La clasificación de Inglaterra a los octavos de final del Mundial 2026 le deparó un destino cargado de historia. Tras superar por 2-1 a República Democrática del Congo, el seleccionado británico enfrentará a México en el Estadio Azteca, un escenario que no pisa en una Copa del Mundo desde el inolvidable duelo frente a la Argentina en 1986.
Aquel regreso tiene un fuerte peso simbólico para los ingleses. La última vez que jugaron en el mítico estadio de Ciudad de México fue el 22 de junio de 1986, cuando quedaron eliminados en los cuartos de final tras caer 2-1 ante la selección argentina, en el partido en el que Diego Armando Maradona marcó dos de los goles más recordados de la historia del fútbol: la «Mano de Dios» y el «Gol del Siglo».
En aquel encuentro, el descuento de Gary Lineker sobre el final no alcanzó para evitar la eliminación inglesa. El partido, disputado apenas cuatro años después de la Guerra de Malvinas, quedó marcado por una enorme carga emocional y deportiva, mientras que la victoria impulsó a la Argentina rumbo a su segundo título mundial.
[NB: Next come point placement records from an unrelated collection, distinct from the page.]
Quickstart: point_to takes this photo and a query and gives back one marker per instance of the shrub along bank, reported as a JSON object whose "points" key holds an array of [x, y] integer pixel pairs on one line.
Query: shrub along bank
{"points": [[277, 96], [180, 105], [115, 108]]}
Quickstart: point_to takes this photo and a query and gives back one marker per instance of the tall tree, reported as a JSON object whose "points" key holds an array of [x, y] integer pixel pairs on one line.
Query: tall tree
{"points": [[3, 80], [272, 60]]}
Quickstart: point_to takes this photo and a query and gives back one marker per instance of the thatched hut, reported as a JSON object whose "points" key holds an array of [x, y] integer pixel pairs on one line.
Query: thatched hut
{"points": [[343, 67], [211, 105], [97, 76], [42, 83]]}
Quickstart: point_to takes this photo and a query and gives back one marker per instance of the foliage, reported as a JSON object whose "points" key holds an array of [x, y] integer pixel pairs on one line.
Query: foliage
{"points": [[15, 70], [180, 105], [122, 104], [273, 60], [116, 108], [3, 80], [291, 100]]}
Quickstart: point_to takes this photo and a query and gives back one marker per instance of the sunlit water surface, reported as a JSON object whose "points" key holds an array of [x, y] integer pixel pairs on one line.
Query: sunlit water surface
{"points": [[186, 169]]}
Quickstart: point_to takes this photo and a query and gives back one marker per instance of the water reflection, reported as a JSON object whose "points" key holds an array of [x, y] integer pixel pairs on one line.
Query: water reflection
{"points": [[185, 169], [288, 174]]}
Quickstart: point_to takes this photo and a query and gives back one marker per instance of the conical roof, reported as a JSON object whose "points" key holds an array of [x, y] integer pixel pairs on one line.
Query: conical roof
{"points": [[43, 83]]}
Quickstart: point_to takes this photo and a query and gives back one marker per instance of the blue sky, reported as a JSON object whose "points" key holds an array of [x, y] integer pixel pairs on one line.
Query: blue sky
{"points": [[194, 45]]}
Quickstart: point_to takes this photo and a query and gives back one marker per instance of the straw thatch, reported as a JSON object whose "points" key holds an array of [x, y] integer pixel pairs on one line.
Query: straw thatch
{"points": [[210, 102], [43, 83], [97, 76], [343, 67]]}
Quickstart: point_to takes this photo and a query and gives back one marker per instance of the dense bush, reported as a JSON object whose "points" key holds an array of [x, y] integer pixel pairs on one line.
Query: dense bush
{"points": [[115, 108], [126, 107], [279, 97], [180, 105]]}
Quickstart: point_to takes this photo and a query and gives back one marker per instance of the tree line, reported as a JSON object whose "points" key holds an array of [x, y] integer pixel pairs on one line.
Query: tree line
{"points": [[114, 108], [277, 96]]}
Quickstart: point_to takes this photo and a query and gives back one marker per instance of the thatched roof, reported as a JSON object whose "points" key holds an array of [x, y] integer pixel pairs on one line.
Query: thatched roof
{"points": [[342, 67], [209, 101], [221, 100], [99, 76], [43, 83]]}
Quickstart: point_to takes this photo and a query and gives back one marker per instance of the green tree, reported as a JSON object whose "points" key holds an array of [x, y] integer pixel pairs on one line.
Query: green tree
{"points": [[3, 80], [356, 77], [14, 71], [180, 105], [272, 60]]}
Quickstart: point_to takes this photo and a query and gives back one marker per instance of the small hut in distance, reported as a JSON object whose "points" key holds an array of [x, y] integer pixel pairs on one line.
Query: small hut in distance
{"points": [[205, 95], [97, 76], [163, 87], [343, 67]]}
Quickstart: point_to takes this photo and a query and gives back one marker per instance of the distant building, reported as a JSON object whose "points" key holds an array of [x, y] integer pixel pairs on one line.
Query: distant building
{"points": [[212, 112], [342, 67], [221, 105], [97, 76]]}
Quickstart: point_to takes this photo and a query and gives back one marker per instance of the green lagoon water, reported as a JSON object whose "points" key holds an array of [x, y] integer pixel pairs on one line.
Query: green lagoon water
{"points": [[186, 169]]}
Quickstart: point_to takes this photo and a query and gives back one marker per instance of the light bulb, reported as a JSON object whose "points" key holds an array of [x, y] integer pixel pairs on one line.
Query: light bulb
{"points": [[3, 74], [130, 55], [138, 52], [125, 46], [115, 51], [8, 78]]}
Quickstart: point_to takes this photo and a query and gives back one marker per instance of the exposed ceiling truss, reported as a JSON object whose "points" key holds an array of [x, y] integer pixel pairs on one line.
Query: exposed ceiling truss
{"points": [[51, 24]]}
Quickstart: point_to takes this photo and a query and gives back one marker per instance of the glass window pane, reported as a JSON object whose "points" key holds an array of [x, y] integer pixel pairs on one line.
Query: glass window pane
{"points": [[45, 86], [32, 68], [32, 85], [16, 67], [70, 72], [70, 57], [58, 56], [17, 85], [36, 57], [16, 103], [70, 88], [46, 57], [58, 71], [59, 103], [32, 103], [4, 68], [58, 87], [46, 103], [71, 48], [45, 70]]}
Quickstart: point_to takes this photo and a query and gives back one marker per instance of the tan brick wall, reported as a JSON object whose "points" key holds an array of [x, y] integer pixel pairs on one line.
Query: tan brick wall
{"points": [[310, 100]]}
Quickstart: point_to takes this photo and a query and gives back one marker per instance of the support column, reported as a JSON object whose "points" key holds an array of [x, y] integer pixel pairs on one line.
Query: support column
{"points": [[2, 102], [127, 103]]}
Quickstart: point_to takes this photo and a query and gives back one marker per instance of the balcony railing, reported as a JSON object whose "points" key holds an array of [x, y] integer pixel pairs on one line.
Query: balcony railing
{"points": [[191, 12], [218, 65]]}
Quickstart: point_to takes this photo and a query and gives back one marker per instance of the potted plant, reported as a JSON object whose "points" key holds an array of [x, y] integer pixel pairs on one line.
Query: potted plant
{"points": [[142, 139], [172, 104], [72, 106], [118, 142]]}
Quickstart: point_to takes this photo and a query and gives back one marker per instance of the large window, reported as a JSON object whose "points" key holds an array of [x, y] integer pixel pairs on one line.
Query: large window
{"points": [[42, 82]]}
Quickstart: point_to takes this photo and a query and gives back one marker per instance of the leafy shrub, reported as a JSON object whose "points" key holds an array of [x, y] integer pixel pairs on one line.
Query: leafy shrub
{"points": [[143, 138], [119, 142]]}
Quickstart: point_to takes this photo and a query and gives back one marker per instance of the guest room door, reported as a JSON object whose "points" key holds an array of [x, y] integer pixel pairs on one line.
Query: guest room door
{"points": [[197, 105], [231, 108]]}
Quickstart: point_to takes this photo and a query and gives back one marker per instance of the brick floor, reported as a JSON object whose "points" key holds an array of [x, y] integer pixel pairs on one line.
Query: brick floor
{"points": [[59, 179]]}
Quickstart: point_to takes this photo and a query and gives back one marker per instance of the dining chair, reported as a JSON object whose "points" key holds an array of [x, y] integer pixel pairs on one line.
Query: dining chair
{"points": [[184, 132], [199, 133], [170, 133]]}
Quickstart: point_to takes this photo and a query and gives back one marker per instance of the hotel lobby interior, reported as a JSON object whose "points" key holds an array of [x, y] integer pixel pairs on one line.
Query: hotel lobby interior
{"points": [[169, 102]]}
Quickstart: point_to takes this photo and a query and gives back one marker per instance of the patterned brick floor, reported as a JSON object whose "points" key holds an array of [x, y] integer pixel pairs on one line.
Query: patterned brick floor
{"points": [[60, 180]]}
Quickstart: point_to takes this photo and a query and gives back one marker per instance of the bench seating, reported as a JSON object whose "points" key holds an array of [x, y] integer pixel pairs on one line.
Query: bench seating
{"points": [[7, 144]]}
Ahora, cuatro décadas después, Inglaterra volverá a ese mismo escenario para medirse con el seleccionado mexicano, que llega a la instancia tras vencer 2-0 a Ecuador. El duelo se disputará con el apoyo masivo del público local para el equipo anfitrión.
Además del valor histórico del estadio, el conjunto inglés deberá afrontar otro desafío importante: la altura de Ciudad de México. El Estadio Azteca está ubicado a más de 2.200 metros sobre el nivel del mar, una condición que suele influir en el rendimiento físico de los futbolistas, especialmente de aquellos que desarrollan su carrera en ligas europeas.